Après un rapport sur l’Agence nationale de sécurité des systèmes d’information (Anssi) l’an dernier, pourquoi revenir cette année sur une autre administration liée au numérique, la Direction interministérielle du numérique et du système d’information et de communication de l’État (Dinsic) ?
Michel Canévet : J’ai travaillé comme rapporteur de la mission budgétaire « Direction de l’action du gouvernement », en cherchant à évaluer la stratégie, plus que d’examiner les comptes. Après avoir étudié les questions de cybersécurité, il m’a semblé important d’aller plus loin dans l’examen de la stratégie numérique de l’État.

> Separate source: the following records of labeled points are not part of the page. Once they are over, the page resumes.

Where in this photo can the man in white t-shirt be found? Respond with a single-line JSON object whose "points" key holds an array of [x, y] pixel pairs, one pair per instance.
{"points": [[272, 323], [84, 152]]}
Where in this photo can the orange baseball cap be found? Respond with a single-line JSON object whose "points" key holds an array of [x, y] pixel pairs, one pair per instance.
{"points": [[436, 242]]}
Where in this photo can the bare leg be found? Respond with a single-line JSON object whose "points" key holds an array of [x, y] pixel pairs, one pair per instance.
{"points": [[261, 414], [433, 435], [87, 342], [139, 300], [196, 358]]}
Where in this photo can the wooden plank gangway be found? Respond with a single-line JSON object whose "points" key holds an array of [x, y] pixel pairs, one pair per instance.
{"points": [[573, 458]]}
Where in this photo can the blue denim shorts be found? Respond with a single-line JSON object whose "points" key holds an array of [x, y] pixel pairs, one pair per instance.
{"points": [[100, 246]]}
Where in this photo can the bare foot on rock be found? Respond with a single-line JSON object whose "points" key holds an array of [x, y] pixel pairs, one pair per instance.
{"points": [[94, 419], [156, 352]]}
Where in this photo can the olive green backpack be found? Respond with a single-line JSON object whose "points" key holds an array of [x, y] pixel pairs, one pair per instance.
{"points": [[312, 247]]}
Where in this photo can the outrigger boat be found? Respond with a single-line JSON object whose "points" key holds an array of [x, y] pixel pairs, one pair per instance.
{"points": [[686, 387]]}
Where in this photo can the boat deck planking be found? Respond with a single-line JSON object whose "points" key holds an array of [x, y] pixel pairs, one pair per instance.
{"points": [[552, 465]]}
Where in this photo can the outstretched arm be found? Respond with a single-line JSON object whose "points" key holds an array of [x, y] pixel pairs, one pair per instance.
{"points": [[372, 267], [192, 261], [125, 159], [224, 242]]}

Pour que l’administration évolue, il faut s’assurer que les conditions de sécurité et d’interopérabilité soient réunies. Trop souvent, les politiques ne s’intéressent pas à ces questions de « back office » et préfèrent aller vers des sujets qui trouvent un plus large écho dans le public. Pourtant, les politiques publiques ne peuvent fonctionner que si l’informatique suit.

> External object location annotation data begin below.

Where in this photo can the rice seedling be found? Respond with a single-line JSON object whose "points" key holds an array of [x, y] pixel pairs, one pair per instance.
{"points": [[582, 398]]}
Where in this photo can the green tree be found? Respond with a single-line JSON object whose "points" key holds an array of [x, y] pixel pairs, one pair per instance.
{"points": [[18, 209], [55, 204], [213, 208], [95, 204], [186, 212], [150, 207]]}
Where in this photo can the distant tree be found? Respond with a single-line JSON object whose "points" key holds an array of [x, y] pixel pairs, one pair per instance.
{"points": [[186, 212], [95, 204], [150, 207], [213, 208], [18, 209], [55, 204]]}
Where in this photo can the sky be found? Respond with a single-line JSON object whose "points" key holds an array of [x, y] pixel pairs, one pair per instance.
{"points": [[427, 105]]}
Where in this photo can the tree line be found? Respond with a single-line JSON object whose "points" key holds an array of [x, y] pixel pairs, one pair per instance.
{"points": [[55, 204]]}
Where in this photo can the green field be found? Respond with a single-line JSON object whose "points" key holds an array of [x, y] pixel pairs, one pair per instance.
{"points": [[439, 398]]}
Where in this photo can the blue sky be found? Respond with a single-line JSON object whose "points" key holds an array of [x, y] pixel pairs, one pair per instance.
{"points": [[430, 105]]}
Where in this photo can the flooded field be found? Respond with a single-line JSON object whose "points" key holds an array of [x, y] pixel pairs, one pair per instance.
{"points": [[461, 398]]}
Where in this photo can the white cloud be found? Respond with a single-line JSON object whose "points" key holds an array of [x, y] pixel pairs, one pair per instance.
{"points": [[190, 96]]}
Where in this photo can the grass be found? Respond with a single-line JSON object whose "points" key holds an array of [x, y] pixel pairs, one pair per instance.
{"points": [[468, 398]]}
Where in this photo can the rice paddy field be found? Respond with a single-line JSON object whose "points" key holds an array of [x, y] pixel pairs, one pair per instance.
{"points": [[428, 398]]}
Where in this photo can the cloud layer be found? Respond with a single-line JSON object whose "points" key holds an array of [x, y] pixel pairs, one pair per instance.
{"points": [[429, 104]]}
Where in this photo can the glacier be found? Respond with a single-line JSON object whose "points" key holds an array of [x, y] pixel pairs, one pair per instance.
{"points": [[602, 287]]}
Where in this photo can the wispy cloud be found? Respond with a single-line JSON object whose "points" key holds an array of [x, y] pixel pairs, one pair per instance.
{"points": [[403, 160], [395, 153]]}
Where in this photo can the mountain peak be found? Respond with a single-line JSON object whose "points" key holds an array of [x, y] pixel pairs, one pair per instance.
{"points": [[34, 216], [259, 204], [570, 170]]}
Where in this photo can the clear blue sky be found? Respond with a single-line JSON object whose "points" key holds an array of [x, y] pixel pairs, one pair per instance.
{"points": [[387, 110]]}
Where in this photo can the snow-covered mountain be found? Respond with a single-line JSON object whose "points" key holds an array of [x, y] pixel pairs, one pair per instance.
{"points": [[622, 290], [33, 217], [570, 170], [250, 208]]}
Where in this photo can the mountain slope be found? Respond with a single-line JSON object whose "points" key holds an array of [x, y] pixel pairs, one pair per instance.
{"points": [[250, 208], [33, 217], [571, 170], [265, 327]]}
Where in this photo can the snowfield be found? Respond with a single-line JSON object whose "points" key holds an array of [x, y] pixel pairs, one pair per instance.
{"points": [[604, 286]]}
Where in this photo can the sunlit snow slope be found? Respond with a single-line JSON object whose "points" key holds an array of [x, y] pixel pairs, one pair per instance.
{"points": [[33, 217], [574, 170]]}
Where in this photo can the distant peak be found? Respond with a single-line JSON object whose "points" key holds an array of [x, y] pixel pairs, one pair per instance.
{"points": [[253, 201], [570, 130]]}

Quelles préconisations formulez-vous pour améliorer la stratégie numérique au sein des services de l’État ?
Michel Canévet : L’État doit affirmer un peu plus sa stratégie de transformation numérique et il faut qu’il y ait une vraie coordination interministérielle. Elle est nécessaire pour faire des économies et éviter les loupés comme Louvois, le logiciel de paie des armées.

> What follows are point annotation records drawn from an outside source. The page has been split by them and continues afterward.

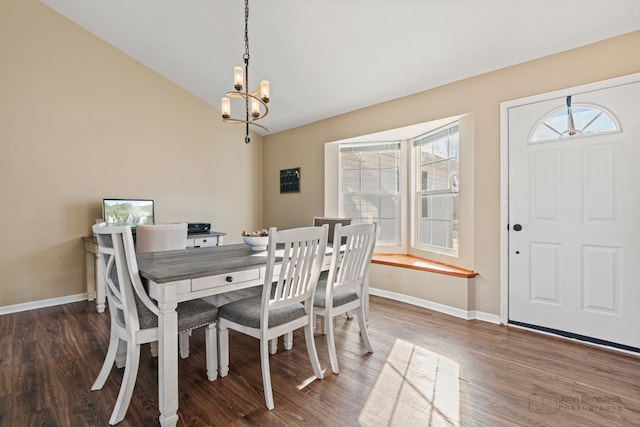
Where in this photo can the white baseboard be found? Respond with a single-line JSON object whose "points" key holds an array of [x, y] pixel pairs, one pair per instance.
{"points": [[32, 305], [441, 308]]}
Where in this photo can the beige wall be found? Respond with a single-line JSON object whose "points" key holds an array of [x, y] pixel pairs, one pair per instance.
{"points": [[79, 121], [479, 95]]}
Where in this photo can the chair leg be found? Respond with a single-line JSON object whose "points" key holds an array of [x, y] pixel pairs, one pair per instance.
{"points": [[153, 348], [109, 359], [128, 383], [223, 349], [183, 341], [266, 373], [311, 350], [288, 340], [331, 344], [364, 332], [211, 344], [121, 354]]}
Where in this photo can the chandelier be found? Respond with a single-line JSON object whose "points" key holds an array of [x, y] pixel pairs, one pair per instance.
{"points": [[255, 103]]}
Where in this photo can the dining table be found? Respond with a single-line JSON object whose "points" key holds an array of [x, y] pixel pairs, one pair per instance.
{"points": [[175, 276]]}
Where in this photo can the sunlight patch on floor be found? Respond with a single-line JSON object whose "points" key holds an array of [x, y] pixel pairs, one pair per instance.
{"points": [[416, 387]]}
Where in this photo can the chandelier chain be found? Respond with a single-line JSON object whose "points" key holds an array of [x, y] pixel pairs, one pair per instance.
{"points": [[255, 102]]}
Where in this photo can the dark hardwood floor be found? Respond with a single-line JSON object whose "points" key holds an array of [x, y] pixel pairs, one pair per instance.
{"points": [[429, 369]]}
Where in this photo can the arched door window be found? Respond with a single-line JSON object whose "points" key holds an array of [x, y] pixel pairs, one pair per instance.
{"points": [[574, 120]]}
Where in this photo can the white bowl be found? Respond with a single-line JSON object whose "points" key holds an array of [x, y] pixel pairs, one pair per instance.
{"points": [[257, 243]]}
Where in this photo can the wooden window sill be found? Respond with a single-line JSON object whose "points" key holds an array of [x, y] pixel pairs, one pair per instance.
{"points": [[408, 261]]}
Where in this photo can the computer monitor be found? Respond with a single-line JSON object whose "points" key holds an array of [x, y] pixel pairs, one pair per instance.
{"points": [[127, 211]]}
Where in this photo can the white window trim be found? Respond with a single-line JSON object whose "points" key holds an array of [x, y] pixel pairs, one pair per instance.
{"points": [[332, 183]]}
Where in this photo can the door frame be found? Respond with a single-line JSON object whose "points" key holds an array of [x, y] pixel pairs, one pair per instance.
{"points": [[504, 169]]}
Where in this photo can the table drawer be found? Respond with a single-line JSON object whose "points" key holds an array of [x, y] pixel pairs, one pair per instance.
{"points": [[225, 279], [205, 241]]}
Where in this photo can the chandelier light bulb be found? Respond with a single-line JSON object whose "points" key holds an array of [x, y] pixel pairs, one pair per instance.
{"points": [[238, 78], [264, 90], [226, 108]]}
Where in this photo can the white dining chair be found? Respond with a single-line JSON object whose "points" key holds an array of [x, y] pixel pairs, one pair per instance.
{"points": [[294, 260], [134, 316], [164, 237], [345, 288]]}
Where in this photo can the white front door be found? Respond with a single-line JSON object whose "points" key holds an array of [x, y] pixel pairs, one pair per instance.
{"points": [[574, 222]]}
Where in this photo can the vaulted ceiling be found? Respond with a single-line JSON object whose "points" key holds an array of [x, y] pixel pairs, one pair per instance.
{"points": [[328, 57]]}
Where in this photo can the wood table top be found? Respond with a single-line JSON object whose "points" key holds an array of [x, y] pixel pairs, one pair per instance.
{"points": [[171, 266]]}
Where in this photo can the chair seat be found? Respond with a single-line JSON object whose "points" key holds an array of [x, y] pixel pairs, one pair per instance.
{"points": [[191, 315], [340, 297], [247, 312]]}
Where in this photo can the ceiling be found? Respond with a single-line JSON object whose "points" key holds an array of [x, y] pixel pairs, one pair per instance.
{"points": [[328, 57]]}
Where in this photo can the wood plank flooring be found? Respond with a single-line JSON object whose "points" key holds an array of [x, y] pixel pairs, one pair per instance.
{"points": [[429, 369]]}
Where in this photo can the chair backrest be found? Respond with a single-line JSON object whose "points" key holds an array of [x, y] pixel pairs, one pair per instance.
{"points": [[350, 264], [161, 237], [128, 301], [319, 221], [294, 261]]}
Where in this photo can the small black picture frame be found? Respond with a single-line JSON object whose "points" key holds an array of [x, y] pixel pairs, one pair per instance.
{"points": [[290, 180]]}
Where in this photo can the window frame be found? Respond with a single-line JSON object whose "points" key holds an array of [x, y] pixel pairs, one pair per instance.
{"points": [[417, 192], [390, 246]]}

Il faut mettre de la cohérence dans l’organisation. Les personnels en charge de l’informatique et du numérique sont répartis dans les ministères, avec autant de cadres d’emploi qu’il y a de ministères. Il faut une homogénéisation des statuts, pour que ceux qui assurent des fonctions identiques aient le même niveau de rémunération. Le ministère de l’Intérieur a commencé ce travail, il faudrait que les autres ministères suivent.
Estimez-vous que la Dinsic a les moyens de mener à bien ses missions ?
Michel Canévet : Actuellement, la Dinsic n’a pas les moyens humains pour mener une véritable action interministérielle. Ses effectifs, une centaine de personnes, doivent être renforcés, mais cela devra se faire à effectifs constants, par redéploiement des agents en poste, qui passeraient des ministères à la Dinsic.
Elle contrôle les projets informatiques des ministères, qui doivent lui demander son avis sur tous les projets supérieurs à 9 millions d’euros. Je propose que ce dispositif soit étendu aux opérateurs de l’État.
Pour ses autres missions, comme le développement de l’open data, les choses se passent plutôt bien, et le site data. gouv.fr est un vrai succès. L’incubateur de projets est aussi une très bonne idée. En tant qu’élu local, j’ai été très intéressé par l’application « marché public simplifié » qui permet aux entreprises de candidater aux marchés publics en donnant simplement leurs coordonnées.
Existe-t-il des freins ou des réticences à cette évolution ?
Michel Canévet : Les résistances commencent à s’estomper. Des réunions régulières des responsables des services informatiques des ministères ont lieu. Mais ce sera long à venir, car sur les 18 000 agents concernés, un tiers sont au ministère de l’Intérieur et un autre tiers à Bercy, qui sont quasiment des États dans l’État. Il serait peut-être nécessaire de mettre en place une coordination interne à ces grands ministères avant de passer à l’échelon supérieur de l’interministériel.
Je pense que tous ont à gagner à mutualiser ce qui peut l’être. L’État fait souvent appel à des prestataires privés, sans avoir la capacité, en interne, de suivre la mise en œuvre et la maintenance. L’un des buts des redéploiements est de disposer des ressources à même d’assurer la maintenance de systèmes informatiques complexes. Ce serait une source d’économie importante.